A page from King Edward's School Speech Day from July 26th 1911, where Tolkien played Hermes in a production of Aristophanes' Peace. Some of Tolkien's friends and fellow members of TCBS (Tea Club and Barrovian Society) can also be spotted amongst the cast. Robert Quilter Gilson plays the Crestmaker, and Christopher Wiseman is cast as the Sicklemaker, the fourth member of TCBS - Geoffrey Bache Smith does not appear in the Speech Day programme.
Trygaeus - W.H. Payton
Hermes - J.R.R. Tolkien
Sicklemaker - C.L. Wiseman
Crestmaker - R.Q. Gilson
Peace - H.J. Dixon
Theoria - F.R. Buckley
Helmer Seller - F. Scopes
Trumpet Seller - R.S. Payton
Spear Maker - S. Barrowclough
Boys - A. Barnsley and R.J.B. Hicks
Opora (Harvest-home) - A.P. Harrower
Attendant Maidens - C.M. Attler, C.W.H. Parker, H.H.A. Sands, C.W. Wilson
Heralds - A.L. Sands, J.W. Fawdry, A.G. Fawdry, R.C. Taylor, L.G. Burliegh, D.L.L. Craig, J.G. Bullocke.
Chorus (of Farmers, &c.) - L.K. Sands (Coryphaeus), J.N.E. Tredennick, F.T. Faulconbridge, K.W Grant, H.A. Ramsey, G.H. Bonner, H. Forrest, T.K. Barnsley, P.S. Brindley, M.E. Holdsworth, J.R. Eden, V.N. Gorman.

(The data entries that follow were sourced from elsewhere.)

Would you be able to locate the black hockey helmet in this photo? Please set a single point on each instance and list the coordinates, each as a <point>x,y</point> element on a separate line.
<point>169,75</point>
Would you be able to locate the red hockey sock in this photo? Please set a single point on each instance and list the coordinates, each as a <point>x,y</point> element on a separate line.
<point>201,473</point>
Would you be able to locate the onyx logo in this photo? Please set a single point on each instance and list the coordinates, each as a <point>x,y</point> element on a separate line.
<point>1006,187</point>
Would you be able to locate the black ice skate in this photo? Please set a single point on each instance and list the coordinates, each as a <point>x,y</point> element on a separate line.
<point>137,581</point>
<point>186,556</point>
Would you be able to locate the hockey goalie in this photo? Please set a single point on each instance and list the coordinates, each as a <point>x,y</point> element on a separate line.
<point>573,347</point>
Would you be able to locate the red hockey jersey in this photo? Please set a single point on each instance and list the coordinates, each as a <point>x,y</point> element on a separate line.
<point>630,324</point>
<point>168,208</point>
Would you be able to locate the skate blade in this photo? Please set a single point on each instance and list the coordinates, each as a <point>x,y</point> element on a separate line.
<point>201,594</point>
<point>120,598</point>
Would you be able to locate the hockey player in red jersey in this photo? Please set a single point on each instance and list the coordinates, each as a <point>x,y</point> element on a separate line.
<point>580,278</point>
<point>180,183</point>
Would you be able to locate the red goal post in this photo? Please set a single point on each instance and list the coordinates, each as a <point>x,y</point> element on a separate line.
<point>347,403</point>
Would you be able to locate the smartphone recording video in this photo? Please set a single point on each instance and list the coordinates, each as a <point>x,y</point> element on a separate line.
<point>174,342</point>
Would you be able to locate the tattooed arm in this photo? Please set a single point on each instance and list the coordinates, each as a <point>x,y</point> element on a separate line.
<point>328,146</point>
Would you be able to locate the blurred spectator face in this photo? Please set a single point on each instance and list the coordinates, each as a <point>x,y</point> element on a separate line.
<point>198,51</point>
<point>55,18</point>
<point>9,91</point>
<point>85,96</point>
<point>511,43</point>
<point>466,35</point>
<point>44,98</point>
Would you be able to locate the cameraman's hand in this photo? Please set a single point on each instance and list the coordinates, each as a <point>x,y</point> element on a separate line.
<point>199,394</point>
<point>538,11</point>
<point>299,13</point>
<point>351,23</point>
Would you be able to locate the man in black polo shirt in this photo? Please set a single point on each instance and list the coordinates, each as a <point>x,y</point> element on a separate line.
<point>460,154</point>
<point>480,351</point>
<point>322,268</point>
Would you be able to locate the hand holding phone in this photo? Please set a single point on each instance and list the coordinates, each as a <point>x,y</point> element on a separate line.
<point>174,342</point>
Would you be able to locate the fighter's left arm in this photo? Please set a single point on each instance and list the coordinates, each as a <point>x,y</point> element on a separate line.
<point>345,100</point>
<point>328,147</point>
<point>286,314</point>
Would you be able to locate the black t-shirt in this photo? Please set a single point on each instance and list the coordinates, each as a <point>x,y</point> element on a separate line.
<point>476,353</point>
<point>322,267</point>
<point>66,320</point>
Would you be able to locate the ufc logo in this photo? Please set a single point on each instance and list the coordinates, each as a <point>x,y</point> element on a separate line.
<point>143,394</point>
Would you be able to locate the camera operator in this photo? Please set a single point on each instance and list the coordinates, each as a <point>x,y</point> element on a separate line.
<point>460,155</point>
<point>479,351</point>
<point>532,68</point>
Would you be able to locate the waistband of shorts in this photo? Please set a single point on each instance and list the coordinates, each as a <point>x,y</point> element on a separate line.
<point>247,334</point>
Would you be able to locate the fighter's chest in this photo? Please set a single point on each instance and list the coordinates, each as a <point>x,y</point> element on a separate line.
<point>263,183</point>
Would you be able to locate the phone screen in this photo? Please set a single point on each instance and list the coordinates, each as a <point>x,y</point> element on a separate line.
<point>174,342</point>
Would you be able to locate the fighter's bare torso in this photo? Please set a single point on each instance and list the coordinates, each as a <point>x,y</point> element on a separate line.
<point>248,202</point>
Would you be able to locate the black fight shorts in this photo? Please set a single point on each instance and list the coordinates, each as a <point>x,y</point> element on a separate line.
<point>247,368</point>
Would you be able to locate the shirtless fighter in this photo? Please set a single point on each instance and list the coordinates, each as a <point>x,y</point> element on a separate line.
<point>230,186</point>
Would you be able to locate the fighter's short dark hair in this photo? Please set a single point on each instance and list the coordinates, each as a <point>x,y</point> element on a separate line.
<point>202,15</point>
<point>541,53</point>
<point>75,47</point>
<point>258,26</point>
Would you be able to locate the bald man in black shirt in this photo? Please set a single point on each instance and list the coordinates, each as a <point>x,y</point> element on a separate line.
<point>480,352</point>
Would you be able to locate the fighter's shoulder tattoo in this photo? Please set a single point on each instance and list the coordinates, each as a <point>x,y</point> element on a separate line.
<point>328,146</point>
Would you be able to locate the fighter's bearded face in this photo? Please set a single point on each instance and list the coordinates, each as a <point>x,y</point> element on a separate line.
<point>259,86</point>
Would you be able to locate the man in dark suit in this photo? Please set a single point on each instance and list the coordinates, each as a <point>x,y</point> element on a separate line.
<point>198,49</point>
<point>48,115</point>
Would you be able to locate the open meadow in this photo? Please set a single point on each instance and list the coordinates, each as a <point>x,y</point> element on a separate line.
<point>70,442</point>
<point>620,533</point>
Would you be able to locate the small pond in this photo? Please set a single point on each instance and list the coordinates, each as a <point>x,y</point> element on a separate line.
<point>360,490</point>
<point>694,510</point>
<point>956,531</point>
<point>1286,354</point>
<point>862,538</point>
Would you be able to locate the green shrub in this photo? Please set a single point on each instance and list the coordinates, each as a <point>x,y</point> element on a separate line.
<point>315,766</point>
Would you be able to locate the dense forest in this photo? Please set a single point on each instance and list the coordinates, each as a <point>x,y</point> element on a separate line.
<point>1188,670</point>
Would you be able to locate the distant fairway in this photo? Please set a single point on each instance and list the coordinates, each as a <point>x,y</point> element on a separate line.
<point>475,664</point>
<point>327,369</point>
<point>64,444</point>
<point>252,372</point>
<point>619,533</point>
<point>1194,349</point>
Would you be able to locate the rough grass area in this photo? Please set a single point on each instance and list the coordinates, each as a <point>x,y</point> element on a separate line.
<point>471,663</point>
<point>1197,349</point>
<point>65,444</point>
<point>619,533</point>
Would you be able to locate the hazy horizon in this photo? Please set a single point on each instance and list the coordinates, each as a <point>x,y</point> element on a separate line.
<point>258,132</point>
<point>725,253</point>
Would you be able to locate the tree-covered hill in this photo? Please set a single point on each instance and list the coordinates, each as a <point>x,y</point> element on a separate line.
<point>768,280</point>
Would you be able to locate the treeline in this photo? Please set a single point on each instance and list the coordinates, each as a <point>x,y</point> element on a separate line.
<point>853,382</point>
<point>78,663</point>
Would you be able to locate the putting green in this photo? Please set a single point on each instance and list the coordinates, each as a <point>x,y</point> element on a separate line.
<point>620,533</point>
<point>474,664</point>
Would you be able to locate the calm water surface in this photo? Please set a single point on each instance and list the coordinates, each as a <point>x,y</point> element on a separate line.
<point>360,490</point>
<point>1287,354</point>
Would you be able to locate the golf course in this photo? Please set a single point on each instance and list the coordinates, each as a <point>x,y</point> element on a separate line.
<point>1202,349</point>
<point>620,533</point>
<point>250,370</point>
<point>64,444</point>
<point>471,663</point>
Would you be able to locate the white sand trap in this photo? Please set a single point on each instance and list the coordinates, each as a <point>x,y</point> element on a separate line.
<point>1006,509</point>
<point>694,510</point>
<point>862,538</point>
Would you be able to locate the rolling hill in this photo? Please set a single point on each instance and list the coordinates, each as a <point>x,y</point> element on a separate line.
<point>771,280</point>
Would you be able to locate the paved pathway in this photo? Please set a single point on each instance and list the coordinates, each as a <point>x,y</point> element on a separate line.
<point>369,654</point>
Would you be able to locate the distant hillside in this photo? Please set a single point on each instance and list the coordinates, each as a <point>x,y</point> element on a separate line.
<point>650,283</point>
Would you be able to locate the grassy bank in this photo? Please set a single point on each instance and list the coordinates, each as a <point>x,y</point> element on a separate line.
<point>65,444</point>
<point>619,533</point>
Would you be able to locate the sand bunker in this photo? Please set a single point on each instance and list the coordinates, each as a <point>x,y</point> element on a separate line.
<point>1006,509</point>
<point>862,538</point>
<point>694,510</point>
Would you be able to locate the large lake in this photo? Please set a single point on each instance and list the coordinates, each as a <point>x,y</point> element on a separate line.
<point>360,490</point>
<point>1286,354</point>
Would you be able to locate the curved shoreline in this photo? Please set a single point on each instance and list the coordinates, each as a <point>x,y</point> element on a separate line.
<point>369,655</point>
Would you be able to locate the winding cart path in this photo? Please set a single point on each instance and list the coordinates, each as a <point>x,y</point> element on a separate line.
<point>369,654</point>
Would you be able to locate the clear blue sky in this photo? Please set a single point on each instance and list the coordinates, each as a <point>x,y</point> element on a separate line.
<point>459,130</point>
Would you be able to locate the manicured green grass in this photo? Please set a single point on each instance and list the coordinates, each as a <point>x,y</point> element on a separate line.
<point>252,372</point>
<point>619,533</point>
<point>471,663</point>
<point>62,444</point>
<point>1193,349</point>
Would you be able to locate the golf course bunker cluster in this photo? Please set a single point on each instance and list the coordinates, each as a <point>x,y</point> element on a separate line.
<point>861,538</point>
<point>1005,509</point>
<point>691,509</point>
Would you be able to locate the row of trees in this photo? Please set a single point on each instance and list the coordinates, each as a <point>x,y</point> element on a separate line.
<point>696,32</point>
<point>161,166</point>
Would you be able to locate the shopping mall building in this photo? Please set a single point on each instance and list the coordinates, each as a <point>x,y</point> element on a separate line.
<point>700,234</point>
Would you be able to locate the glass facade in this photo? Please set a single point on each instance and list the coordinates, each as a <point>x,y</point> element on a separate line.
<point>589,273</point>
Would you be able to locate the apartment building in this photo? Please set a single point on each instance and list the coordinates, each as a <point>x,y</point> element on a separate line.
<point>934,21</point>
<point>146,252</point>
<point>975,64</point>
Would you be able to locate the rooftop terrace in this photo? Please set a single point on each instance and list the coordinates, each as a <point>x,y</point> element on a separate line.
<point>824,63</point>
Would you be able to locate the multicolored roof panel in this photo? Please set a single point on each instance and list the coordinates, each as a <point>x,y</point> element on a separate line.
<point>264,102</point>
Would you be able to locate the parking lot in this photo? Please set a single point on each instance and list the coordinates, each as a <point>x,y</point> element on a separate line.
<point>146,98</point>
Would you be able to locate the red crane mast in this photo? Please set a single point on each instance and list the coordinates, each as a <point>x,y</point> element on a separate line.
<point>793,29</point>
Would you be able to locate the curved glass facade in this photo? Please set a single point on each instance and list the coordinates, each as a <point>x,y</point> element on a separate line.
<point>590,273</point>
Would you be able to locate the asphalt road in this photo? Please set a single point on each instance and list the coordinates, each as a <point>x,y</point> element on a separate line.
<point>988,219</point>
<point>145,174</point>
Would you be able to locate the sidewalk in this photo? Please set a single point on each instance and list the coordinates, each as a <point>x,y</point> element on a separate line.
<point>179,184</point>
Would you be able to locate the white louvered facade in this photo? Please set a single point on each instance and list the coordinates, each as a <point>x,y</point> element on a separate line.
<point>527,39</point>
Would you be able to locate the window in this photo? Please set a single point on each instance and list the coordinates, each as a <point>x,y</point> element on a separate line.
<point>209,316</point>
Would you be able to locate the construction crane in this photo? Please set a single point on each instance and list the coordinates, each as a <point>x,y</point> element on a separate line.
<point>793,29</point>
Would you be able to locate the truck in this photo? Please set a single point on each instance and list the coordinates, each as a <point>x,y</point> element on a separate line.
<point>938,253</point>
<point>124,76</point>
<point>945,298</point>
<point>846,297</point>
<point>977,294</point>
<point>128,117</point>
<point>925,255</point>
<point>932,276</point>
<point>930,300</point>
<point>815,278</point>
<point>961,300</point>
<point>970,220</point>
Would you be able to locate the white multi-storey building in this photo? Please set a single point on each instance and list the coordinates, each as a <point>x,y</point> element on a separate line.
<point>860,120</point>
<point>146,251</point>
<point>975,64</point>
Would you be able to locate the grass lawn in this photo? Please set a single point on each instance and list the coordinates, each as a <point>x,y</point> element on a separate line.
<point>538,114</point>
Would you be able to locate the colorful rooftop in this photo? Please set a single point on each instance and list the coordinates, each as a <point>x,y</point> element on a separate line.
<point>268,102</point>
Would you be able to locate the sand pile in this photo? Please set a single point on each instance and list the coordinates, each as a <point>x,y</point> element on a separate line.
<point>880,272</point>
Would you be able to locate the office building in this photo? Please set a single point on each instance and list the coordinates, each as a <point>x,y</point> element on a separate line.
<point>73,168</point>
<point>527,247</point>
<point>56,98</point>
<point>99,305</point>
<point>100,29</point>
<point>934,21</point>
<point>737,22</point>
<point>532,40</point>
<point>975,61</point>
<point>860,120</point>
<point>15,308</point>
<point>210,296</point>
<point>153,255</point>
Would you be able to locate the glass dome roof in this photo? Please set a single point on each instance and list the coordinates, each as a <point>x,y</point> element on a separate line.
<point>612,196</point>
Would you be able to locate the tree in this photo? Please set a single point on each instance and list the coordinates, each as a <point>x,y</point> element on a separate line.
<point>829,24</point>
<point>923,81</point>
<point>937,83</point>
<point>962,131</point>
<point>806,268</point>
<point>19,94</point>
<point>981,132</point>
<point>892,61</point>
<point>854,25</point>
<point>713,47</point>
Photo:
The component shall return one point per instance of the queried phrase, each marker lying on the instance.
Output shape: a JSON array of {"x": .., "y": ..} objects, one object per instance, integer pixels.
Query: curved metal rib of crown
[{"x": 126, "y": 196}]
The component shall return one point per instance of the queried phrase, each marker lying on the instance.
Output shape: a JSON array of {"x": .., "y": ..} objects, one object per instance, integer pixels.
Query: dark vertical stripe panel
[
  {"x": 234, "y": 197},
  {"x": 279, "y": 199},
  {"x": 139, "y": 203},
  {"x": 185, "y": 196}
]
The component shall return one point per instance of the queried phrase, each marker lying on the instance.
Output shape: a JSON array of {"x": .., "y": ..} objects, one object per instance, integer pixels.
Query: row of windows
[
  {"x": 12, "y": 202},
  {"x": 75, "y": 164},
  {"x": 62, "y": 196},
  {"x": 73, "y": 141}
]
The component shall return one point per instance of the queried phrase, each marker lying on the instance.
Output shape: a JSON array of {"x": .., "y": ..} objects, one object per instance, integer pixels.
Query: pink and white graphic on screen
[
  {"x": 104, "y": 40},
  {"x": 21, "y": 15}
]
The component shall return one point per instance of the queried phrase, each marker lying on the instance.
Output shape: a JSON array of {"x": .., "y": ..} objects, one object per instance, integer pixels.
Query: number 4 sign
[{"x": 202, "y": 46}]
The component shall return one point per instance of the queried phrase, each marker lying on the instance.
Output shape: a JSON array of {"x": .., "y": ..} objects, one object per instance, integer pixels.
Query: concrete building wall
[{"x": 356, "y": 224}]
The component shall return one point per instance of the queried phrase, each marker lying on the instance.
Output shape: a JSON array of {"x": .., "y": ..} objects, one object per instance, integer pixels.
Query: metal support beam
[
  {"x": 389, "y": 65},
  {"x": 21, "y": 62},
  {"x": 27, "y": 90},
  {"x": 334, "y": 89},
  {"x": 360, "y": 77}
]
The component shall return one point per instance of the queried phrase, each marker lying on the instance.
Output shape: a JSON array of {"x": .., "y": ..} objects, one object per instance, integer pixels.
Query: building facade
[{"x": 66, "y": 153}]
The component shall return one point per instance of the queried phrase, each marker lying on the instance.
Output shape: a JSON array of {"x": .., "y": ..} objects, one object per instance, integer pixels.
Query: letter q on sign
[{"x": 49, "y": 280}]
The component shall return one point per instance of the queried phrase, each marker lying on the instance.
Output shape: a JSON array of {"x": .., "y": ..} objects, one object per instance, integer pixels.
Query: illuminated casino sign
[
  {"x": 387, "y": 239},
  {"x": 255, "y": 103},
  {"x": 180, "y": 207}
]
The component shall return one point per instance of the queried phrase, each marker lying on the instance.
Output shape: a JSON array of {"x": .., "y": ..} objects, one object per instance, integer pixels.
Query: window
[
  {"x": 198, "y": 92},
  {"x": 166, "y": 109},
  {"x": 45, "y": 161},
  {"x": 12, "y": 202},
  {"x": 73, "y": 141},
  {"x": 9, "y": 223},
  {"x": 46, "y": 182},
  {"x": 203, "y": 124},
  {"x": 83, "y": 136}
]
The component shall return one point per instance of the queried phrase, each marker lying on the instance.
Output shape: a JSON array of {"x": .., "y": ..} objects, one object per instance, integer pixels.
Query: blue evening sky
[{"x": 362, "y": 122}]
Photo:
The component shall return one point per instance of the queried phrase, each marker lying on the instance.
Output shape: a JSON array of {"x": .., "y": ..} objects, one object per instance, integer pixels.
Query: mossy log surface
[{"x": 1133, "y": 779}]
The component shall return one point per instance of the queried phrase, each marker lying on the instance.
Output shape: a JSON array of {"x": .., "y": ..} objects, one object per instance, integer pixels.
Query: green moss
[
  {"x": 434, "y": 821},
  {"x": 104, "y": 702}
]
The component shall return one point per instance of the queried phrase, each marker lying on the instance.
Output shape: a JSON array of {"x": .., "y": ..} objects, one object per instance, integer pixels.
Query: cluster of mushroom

Citharistae, Auletae, &c. - G.A. Sheldon, W.H. Tait, H.I. Fordred, N.H. Hartshorne, J.L. Taylor, G.L. Purser.
Trygaeus an Athenian farmer weary of the long war decides to drag up Peace to the light from the pit in which she is buried. With the aid of a number of his friends and the god Hermes he achieves this object in spite of the opposition of sundry interested persons. The obstructionists are driven away and the chorus sing a song of welcome to the enthroned Peace. Trygaeus makes arrangements for his wedding with Opora, and the Second Scene opens with a gathering of guests to congratulate him and incidentally get a share of the Feast. The Sickle maker thanks Trygaeus and gives him presents; the sellers of various warlike goods complain bitterly of the advent of Peace. Two boys practise their songs for the wedding, one of them to Trygaeus' annoyance insisting upon marital strains. Opora is escorted to the wedding in solemn procession, and after an invocation by the gods to bring good fortune, the chorus sing a Hymeneal chant round the bride and bridegroom.